Una vez vi a una niña tortuga, esperando sentada en una azotea.
Me acerqué a saludarla, pero la sombra esquivaba mi alma.
De repente vi un globo asomar por la ventana de su terraza.
Subió tan alto, que ni las estrellas pudieron pararlo.
La niña se quedó muda, y encogió su postura a modo de asombro,
cuando del globo bajó una escala hacia el sol de su esperanza.

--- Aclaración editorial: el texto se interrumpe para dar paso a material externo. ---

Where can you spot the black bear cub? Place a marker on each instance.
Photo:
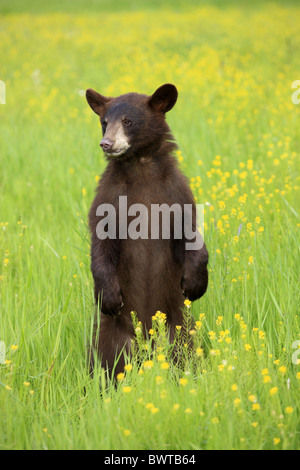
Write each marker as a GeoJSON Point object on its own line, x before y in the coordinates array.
{"type": "Point", "coordinates": [139, 271]}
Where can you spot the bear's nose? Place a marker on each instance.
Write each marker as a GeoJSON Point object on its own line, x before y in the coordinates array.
{"type": "Point", "coordinates": [106, 144]}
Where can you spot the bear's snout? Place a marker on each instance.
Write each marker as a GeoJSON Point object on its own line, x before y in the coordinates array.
{"type": "Point", "coordinates": [106, 144]}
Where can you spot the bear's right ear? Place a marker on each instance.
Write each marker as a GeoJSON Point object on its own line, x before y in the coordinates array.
{"type": "Point", "coordinates": [96, 101]}
{"type": "Point", "coordinates": [164, 98]}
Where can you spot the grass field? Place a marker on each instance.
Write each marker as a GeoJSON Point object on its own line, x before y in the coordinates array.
{"type": "Point", "coordinates": [238, 132]}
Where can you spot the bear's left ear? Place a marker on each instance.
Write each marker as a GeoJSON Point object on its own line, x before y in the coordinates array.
{"type": "Point", "coordinates": [164, 98]}
{"type": "Point", "coordinates": [96, 101]}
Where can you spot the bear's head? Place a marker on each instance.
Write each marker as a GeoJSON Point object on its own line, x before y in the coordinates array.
{"type": "Point", "coordinates": [133, 124]}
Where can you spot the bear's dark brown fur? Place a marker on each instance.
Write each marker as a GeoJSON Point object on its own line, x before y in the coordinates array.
{"type": "Point", "coordinates": [141, 275]}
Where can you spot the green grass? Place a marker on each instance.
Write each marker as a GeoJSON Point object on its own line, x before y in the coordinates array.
{"type": "Point", "coordinates": [238, 132]}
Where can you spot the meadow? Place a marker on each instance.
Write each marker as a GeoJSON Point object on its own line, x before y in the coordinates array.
{"type": "Point", "coordinates": [237, 128]}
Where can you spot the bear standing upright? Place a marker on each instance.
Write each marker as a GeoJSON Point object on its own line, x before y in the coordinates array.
{"type": "Point", "coordinates": [142, 274]}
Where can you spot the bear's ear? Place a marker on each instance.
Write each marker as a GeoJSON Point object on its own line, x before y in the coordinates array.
{"type": "Point", "coordinates": [164, 98]}
{"type": "Point", "coordinates": [96, 101]}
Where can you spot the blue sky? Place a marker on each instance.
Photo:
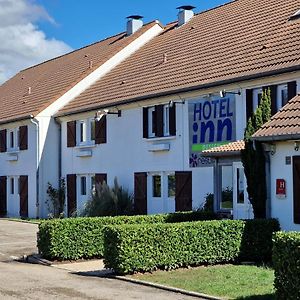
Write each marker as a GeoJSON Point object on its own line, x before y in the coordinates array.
{"type": "Point", "coordinates": [81, 22]}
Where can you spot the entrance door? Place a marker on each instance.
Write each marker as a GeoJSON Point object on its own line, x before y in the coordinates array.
{"type": "Point", "coordinates": [242, 208]}
{"type": "Point", "coordinates": [13, 198]}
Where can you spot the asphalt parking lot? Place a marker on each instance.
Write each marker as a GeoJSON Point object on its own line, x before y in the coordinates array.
{"type": "Point", "coordinates": [20, 280]}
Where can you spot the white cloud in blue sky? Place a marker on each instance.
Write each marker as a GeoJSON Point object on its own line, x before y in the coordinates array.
{"type": "Point", "coordinates": [22, 43]}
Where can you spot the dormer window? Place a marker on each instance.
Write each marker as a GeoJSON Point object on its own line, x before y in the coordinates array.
{"type": "Point", "coordinates": [296, 15]}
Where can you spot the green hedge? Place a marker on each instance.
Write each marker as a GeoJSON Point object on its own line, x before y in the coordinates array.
{"type": "Point", "coordinates": [138, 248]}
{"type": "Point", "coordinates": [76, 238]}
{"type": "Point", "coordinates": [286, 261]}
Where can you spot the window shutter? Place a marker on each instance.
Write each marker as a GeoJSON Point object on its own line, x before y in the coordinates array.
{"type": "Point", "coordinates": [3, 146]}
{"type": "Point", "coordinates": [172, 120]}
{"type": "Point", "coordinates": [249, 104]}
{"type": "Point", "coordinates": [183, 191]}
{"type": "Point", "coordinates": [71, 134]}
{"type": "Point", "coordinates": [100, 131]}
{"type": "Point", "coordinates": [71, 194]}
{"type": "Point", "coordinates": [23, 183]}
{"type": "Point", "coordinates": [140, 193]}
{"type": "Point", "coordinates": [159, 118]}
{"type": "Point", "coordinates": [100, 178]}
{"type": "Point", "coordinates": [296, 188]}
{"type": "Point", "coordinates": [23, 137]}
{"type": "Point", "coordinates": [273, 94]}
{"type": "Point", "coordinates": [145, 123]}
{"type": "Point", "coordinates": [3, 196]}
{"type": "Point", "coordinates": [292, 89]}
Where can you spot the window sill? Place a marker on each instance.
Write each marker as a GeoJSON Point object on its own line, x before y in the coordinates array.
{"type": "Point", "coordinates": [85, 146]}
{"type": "Point", "coordinates": [163, 138]}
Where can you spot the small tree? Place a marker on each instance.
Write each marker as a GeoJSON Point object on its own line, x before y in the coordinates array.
{"type": "Point", "coordinates": [56, 199]}
{"type": "Point", "coordinates": [253, 157]}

La subió poco a poco. Pude contar doce peldaños de cobre y oro,
que se disponían en la línea de sus años.
Cada año que subía la niña, su cara más se estremecía, por ver
como le empezaba a sangrar la herida del que se salva y se va,
de su dolor y de su pena, para refugiarse en la alegría de la sabiduría
de un futuro bienestar.
Un príncipe salió a su encuentro, y le dijo que una margarita le
aguarda dentro, porque ya la rosa se la había puesto en su pecho,
para que dejara de sangrar la herida de su despecho.
Al llegar ella, al corcel de hilos dorados del dulce cesto hecho
de miel, se abrazaron con el decoro de los que se saben Santos,
exhalando ambos sendos suspiros, que como flujo invertido,
hizo de fuego para impulsar sus sentidos, dirigiéndose el globo hacia
el retiro.
Y fue así, como se creó la leyenda de la primera nevada en tierra
desierta, pues al deshojar la margarita en cada paso de baile,
cayeron sus pétalos al aire, y de blanco se cubrió el cielo, donde
la primavera dejó paso por primera vez al invierno.